The plot is like one of the great caper movies mixed with a dash of Mafia politics: think Oceans Eleven meets The Sopranos with more grime and some magic thrown in for good measure. There are bluffs within bluffs, political maneuvering and random violence at every turn, but our heroes are destined to rise above it all with their mythical hero aura, right? Nope, this is a cruel, brutal world, so nothing is certain. Our heroes get beaten, stabbed, drowned, poisoned, bitten and they bleed real blood: when they finish a fight you would have trouble finding bits that aren’t black, blue or red. There is a real sense of danger, which ratchets up the tension for most of the second half of the book as our heroes stagger from one danger to the next. The journey is certainly convoluted, but Mr Lynch manages all the unexpected moves beautifully, making sure that everyone behaves in ways that fit their characters. There is a slight lack of female characters, but the city of Camorr seems to be very politically correct, with no obvious division of professions along gender lines and the females we do meet are all strong and feisty.

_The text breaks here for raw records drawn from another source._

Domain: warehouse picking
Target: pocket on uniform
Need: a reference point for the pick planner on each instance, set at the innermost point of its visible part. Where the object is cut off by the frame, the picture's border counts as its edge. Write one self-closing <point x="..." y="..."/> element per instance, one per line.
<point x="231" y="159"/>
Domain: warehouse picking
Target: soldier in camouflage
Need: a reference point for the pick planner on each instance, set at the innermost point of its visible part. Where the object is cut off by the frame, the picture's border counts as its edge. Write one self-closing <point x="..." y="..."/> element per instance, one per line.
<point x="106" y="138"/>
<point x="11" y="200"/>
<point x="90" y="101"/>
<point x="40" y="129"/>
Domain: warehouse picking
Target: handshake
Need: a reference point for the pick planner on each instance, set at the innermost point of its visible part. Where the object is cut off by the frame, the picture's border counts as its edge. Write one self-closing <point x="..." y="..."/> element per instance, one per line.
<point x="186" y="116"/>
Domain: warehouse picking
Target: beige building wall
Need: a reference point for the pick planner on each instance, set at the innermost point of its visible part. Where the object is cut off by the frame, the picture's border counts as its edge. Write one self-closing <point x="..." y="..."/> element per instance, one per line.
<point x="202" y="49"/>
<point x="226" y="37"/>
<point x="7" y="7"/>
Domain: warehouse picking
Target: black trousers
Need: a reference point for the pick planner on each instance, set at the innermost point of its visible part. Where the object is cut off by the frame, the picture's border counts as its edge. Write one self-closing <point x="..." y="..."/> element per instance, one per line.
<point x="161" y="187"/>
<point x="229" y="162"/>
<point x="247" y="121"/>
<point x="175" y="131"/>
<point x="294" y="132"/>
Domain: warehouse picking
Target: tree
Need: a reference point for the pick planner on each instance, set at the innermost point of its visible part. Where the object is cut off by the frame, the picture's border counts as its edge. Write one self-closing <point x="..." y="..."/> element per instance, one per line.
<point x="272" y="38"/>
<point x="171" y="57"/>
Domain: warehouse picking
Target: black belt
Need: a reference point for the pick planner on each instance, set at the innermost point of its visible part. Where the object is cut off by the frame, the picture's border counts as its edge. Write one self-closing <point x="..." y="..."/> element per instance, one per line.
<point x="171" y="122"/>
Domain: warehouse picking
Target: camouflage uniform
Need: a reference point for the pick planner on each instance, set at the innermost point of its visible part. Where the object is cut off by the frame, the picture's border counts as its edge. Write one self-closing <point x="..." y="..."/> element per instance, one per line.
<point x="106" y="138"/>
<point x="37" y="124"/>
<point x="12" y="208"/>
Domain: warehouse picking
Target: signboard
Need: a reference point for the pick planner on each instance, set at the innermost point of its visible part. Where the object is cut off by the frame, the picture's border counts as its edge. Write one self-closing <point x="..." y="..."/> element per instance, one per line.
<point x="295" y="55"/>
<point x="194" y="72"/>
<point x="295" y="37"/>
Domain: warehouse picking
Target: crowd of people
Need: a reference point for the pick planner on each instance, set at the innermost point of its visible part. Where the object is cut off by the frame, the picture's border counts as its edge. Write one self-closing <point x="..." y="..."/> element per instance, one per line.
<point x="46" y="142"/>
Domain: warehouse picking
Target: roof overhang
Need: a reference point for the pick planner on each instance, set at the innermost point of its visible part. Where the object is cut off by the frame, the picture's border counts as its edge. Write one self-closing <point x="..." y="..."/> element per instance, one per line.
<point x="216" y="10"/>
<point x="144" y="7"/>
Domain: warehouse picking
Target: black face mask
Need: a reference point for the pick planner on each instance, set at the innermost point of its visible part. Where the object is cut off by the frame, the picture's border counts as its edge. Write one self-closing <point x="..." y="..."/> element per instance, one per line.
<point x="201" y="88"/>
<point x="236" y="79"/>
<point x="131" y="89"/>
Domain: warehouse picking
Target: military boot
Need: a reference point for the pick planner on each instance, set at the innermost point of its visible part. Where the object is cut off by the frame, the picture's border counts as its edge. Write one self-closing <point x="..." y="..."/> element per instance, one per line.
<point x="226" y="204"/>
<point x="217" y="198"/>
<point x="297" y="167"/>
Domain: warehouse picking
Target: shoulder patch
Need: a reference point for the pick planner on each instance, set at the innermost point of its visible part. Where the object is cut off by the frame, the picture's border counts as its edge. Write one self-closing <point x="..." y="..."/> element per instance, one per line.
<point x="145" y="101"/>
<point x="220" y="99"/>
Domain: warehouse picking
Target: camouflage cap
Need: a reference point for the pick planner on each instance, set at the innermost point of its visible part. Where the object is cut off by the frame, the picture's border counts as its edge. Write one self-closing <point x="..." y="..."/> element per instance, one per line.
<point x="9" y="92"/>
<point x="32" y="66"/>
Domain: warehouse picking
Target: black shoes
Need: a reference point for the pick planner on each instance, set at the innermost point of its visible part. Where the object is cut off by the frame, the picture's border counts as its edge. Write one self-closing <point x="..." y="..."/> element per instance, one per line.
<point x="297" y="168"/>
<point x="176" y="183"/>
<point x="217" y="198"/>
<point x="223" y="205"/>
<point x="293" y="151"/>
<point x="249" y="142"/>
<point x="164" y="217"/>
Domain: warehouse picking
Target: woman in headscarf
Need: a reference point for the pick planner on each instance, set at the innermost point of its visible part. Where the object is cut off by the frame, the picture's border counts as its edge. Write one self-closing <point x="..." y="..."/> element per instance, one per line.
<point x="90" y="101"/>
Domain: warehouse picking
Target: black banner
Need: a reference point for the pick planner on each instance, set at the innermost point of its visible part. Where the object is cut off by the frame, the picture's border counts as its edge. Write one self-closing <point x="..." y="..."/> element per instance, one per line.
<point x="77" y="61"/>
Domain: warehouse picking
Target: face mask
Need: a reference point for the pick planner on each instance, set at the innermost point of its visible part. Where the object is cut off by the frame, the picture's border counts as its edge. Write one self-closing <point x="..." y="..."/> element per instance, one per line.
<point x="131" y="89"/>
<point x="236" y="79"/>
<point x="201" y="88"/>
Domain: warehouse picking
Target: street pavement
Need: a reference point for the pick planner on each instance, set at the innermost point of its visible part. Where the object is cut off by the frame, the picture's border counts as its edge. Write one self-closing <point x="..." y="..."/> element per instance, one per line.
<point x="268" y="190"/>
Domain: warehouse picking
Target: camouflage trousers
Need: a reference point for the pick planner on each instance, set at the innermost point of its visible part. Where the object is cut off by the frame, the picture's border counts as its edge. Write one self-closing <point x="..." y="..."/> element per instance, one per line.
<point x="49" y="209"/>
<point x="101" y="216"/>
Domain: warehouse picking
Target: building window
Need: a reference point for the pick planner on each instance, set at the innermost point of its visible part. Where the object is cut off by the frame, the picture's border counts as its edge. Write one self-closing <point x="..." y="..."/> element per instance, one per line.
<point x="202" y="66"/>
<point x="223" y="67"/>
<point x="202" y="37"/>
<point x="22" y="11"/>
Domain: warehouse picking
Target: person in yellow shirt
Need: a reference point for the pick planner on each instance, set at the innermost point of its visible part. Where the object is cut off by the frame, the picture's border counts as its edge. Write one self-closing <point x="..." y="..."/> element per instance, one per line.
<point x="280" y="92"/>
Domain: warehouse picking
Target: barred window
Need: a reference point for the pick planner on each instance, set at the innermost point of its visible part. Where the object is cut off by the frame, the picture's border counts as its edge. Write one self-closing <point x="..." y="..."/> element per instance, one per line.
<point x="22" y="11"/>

There are a couple of things that I do want to mention though. Firstly, this is not necessarily a book for the weak stomached. There are some scenes of unpleasant violence that might be difficult for some people to read, though there is surprisingly little description of what is really happening. Secondly, there is quite a lot of profanity in the dialogue. If you look at Amazon or Goodreads, you will see plenty of one star reviews that are due to this. I do not want to debate the suitability of giving a low star rating to a book because of its choice of language, but I do think that the language is suited to the environment being described in this case. It is not used inappropriately and is not there for shock value: it is simply an accurate reflection of how I would expect criminals to speak. I was very relieved that the rest of the group agreed with the assessment.
The Gentleman Bastards are supposed to endure a total of seven adventures eventually. The next two books, Red Seas Under Red Skies and The Republic of Thieves, have already been published and I am eagerly awaiting The Thorn of Emberlain, which is due in September of this year. Mr Lynch is a notoriously slow writer, but his books are definitely worth the wait.